Data-Powered Success: Boosting Sales and Marketing

Business component of the project

The project is a platform intended to make collection and processing of data from various business portals automated. The support of analysis of relationships between account data from various sources is implemented in it.

The introduction of such an automated platform allows to increase the speed and efficiency of the Sales and Marketing Department, which is confirmed by the results of this platform implementation in our company. The developed application makes it possible to significantly increase the amount of information collected, the speed of collection and processing per unit of time, and also automates the analysis of relationships, which eliminates errors associated with the human factor.

The Sales and Marketing Department, which acted as the customer of the project, highly appreciated the practical value of the developed application. And the project continues to develop although its main functionality has already been implemented. The project team plans not only to implement the support of the application’s performance, but also to expand its capabilities taking into account the proposals received from the customer.

Technical description of the project

The developed application is a crawler that scans and collects data from sites containing information about potential business contacts according to predefined search parameters.

The data source for the crawler can be any business portal/social network/site that contains contact information, for example, LinkedIn, angel.co, crunchbase, etc. Data from all systems is collected, compared and processed to find duplicates, check for the availability of these records in the existing database of customers. After this the data is merged with the existing crawler database. To launch the crawler, one should configure it and specify which sites to collect information from, what information should be collected, i.e. the tuning is quite fine.

Solution for Component Exception Handling in Crawling

Here is an example of a crawler script. We go to angel.co, scan the list of companies with the given condition: “If a company received investments on this site, I want to see if there is a vacancy for a Java developer in its Linkedin profile. If there is such a vacancy, we add the contact data of this company to the database of potential customers.

Selenium WebDriver automation tool is used to read information from the site. Search parameters are stored in Excel files on local or cloud storage, such as Google Drive, and are loaded from the storage when the application is launched.

The application is launched on the company’s server using Jenkins, in the form of individual builds. Each build is configured taking into account the general crawler launch parameters and the selected parameters of data search on the site. After completion of the work, the crawler sends users a report on the results and Excel files containing the data read by e-mail.
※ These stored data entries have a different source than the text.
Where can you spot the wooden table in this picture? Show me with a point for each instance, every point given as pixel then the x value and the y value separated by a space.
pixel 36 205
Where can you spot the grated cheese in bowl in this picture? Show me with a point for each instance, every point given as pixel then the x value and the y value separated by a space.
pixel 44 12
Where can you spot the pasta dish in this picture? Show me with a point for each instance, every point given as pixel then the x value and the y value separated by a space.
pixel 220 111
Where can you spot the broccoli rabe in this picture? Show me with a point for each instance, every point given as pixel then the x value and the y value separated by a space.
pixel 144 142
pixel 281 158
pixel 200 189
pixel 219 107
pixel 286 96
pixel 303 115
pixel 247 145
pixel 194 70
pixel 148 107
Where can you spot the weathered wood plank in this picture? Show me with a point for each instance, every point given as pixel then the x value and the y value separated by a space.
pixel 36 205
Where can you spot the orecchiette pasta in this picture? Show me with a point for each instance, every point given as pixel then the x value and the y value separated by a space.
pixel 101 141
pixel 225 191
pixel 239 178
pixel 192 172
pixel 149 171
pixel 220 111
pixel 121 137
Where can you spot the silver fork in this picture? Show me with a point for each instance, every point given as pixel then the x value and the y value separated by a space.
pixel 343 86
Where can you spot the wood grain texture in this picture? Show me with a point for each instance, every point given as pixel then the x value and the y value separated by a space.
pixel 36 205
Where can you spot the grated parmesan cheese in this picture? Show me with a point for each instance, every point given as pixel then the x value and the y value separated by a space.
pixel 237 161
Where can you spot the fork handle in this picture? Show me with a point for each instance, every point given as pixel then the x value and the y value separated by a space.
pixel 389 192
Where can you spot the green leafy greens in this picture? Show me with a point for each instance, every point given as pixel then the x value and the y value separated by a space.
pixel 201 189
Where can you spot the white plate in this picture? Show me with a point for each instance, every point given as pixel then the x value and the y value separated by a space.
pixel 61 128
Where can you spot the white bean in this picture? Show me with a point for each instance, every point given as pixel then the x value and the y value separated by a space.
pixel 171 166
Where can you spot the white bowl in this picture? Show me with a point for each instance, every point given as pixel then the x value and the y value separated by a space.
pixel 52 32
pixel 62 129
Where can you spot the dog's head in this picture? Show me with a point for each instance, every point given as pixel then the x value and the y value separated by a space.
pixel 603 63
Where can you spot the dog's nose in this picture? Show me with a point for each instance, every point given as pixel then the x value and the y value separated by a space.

The general parameters for launching the application include the amount of data to be read, bot logins and passwords, the name of the file with filters, the date and time the build was launched, etc.

In the current configuration, the application performs two types of data search on the site – search for information about people and search for companies based on the vacancies they published.

The system performs the following functions:

System functions

automatic login on the site and verification of authorization;
processing of obstacles that arise during authorization or crawler operation (captchas, verification codes, etc.);
reading the necessary information from the obtained search results, as well as from web-pages of people and companies;
formation and automatic sending of reading results to users by e-mail.

It is possible to launch several search queries at a time through the application (for both types of search, different regions, etc.).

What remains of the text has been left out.